Let $X$ be a manifold and suppose $f:X\to X^{\{n\}}$ is a continuous $n$-partition. Let $p:X\to Y$ be the quotient map associated to this partition of $X$. I claim that in fact $p$ is a covering map. (Conversely, it is easy to see that any partition that comes from an $n$-sheeted covering map is continuous.)

To prove this, let $y\in Y$, so $y=\{x_1,\dots,x_n\}$ is an $n$-element subset of $X$. Let $U_1,\dots,U_n$ be pairwise disjoint neighborhoods of $x_1,\dots,x_n$. Then there is an open subset $U$ of $X^{\{n\}}$, consisting of sets which contain exactly one element from each $U_i$, and the topology of $U$ is just the product topology when you identify it with $\prod U_i$. By continuity of $f$, there is an open neighborhood $V_1\subseteq U_1$ of $x_1$ such that $f(V_1)\subseteq U$. Restricting $f$ to a map $V_1\to U\cong \prod U_i$, we can think of it as a collection of continuous maps $f_i:V_1\to U_i$ for each $i$. Since $f$ is a partition, each $f_i$ is injective.
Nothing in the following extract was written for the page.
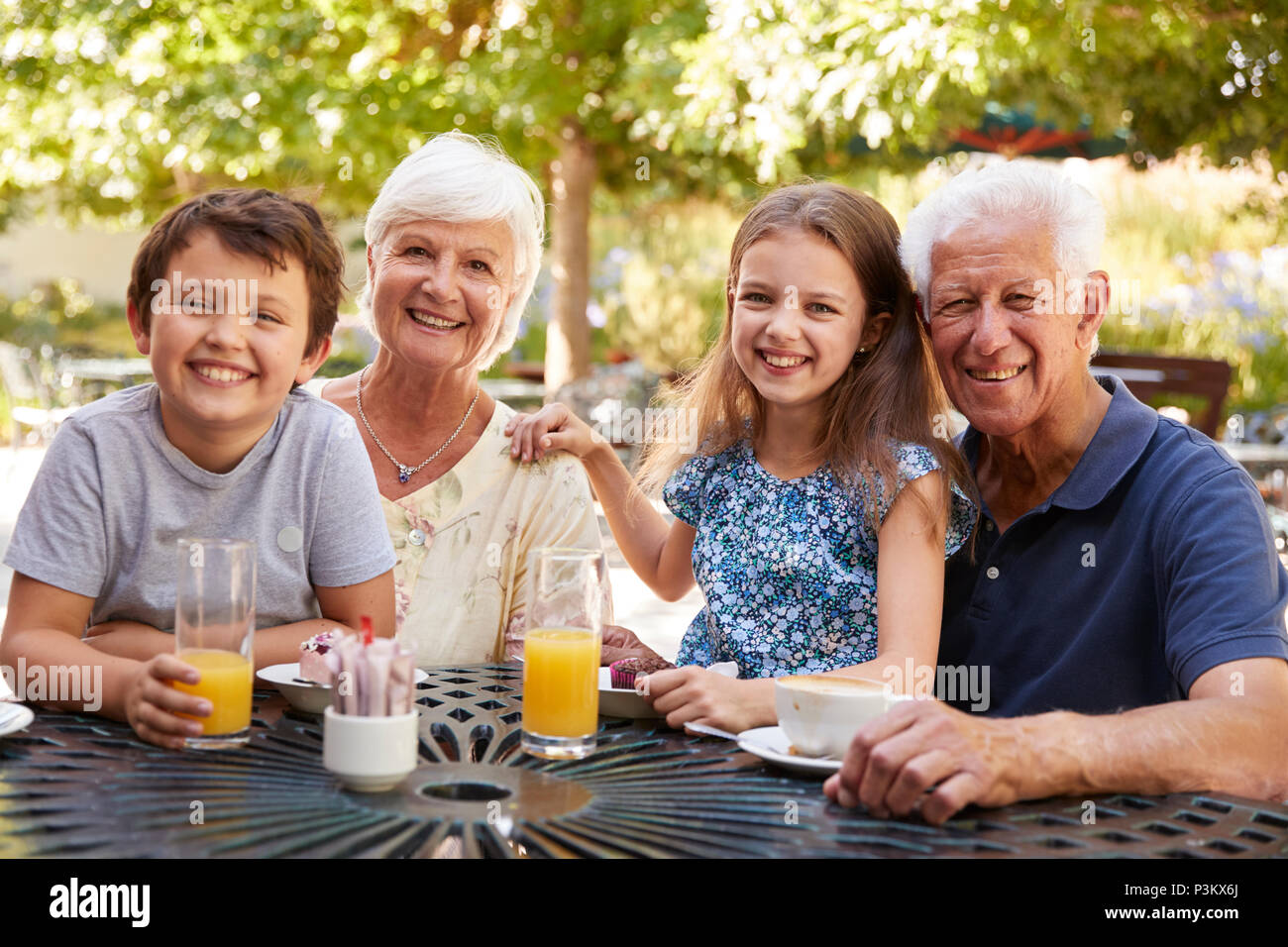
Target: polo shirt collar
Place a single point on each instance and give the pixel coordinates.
(1115, 449)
By invariance of domain (this is the one place we are using the assumption that $X$ is a manifold), this means $f_i(V_1)$ is open for each $i$ and $f_i$ is a homeomorphism $V_1\to f_i(V_1)$. Let us write $V_i=f_i(V_1)$.

So, we have open neighborhoods $V_1,\dots,V_n$ of $x_1,\dots,x_n$ and homeomorphisms $f_i:V_1\to V_i$ such that our partition just splits $\bigcup V_i$ into the sets of the form $\{f_1(x),f_2(x),\dots,f_n(x)\}$ for each $x\in V_1$. So, the set $W=p(V_1)=p(V_2)=\dots=p(V_n)$ is an open neighborhood of $p$ in $Y$, and it is evenly covered by $p$, with $p^{-1}(W)=\bigcup V_i$ and $p$ mapping each $V_i$ to $W$ homeomorphically.

In particular, in the case of $S^2$, a continuous $n$-partition would give a surface that has $S^2$ as an $n$-sheeted covering space. By the classification of surfaces, this is possible for only $n=1,2$.

Furthermore, if you have a continuous $n$-partition of an $k$-times punctured sphere $X$, this gives an $n$-sheeted covering map $p:X\to Y$. The space $Y$ must then be a connected surface with finitely generated fundamental group, and thus is a surface of finite type (you can show it has finitely many ends and its end compactification is a closed surface). It follows that $\chi(X)=n\chi(Y)$. Since $\chi(X)=2-k$, this means $k$ must be $2$ mod $n$.